Page 99 is a good place to land if you want to get a general understanding of the book. It captures a lot about what the book is about. The browser will read words like Indigenous, Indigenous Knowledge, land as teacher, reciprocity, responsibility, in lak’ ech, and maiz narratives. Thus, The Page 99 Test is a generally good ‘browser’s shortcut.’ However, it misses a few things that might mislead the reader who happens upon this page. You won’t read about important concerns of the book such as Black American traditions and identity, Indigenous/Black anarchism, gender and race. The browser might miss that the book is an analysis of a primarily Black food movement in Chicago.

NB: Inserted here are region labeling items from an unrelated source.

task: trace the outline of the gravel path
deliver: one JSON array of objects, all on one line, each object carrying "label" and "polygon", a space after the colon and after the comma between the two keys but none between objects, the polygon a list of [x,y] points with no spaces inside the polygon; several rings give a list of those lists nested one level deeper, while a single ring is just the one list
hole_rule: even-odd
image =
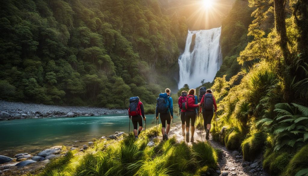
[{"label": "gravel path", "polygon": [[[182,135],[182,128],[180,125],[175,124],[174,133],[172,129],[172,124],[168,136],[170,137],[176,135],[176,139],[179,142],[185,140],[184,137]],[[239,175],[241,176],[266,176],[268,175],[263,171],[262,168],[261,156],[260,156],[253,162],[245,162],[241,153],[236,151],[227,149],[225,146],[219,142],[213,140],[212,137],[210,136],[209,140],[205,140],[205,133],[204,130],[202,133],[203,141],[207,141],[211,145],[215,148],[219,149],[223,152],[222,157],[219,161],[218,167],[220,170],[216,171],[220,175]],[[201,141],[200,130],[196,129],[194,138],[195,141]],[[190,136],[191,135],[191,134]],[[189,145],[192,143],[188,143]],[[228,174],[227,174],[228,173]]]},{"label": "gravel path", "polygon": [[110,109],[87,106],[61,106],[0,100],[0,120],[127,113],[126,109]]}]

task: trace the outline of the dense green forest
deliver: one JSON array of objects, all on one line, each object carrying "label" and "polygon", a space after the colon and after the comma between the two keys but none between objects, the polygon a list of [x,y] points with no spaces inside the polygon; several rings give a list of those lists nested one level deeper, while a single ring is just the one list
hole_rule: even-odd
[{"label": "dense green forest", "polygon": [[5,1],[0,9],[1,99],[124,108],[130,96],[154,103],[177,86],[185,18],[156,1]]},{"label": "dense green forest", "polygon": [[212,135],[246,161],[263,154],[271,175],[307,175],[308,2],[248,1],[223,23]]}]

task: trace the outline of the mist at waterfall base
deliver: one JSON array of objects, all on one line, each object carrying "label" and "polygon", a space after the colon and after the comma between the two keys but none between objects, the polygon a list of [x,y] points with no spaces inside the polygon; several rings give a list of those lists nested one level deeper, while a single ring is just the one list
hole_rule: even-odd
[{"label": "mist at waterfall base", "polygon": [[185,84],[195,88],[204,80],[205,82],[214,80],[222,62],[219,41],[221,31],[221,27],[188,31],[185,50],[179,58],[179,89]]}]

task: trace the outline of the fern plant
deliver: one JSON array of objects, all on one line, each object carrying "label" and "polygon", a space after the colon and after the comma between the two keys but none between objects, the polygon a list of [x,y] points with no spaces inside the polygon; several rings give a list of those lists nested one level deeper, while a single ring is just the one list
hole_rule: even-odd
[{"label": "fern plant", "polygon": [[286,145],[302,146],[308,141],[308,107],[295,103],[278,103],[274,111],[278,115],[274,119],[263,119],[257,125],[274,135],[274,150]]}]

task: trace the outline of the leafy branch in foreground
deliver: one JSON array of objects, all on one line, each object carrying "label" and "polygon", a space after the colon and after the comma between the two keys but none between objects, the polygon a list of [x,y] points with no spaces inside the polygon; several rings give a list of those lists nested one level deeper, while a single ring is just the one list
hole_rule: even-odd
[{"label": "leafy branch in foreground", "polygon": [[274,112],[278,115],[274,119],[259,121],[265,131],[274,136],[274,150],[285,145],[292,147],[302,146],[308,140],[308,107],[291,103],[278,103]]}]

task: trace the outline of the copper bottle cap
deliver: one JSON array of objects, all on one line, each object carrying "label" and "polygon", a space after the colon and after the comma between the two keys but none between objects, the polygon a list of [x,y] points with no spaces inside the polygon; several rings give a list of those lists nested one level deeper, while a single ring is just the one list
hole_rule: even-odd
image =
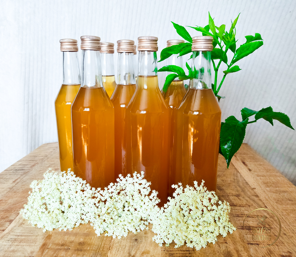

The book is an autoethnographic account of my work and that of my camaradas. Primary amongst our concerns is teaching Indigenous (including African and Black American) lifeways in our movement spaces especially gardens and small farms. We have developed a set of ever-evolving pedagogical practices that center elders and the land as our primary teachers. I call these practices CommUnity Pedagogy. This discussion of how ‘las tres madres’ (corn, beans and squash) teach with the assistance of the ‘fourth mother’ (or gardener) is a great example of all that we try to do in this movement; teach sustainability, reindigenize our identities and practices, solve food and health related problems, resist current systemic abuses to Black, Indigenous and other people of color, and work collectively to create a new world. This discussion provides the reader with a glimpse of how we creatively imagine and cultivate a “world in which all worlds fit” using Indigenous Knowledge modified to take on contemporary challenges, technologies and circumstances.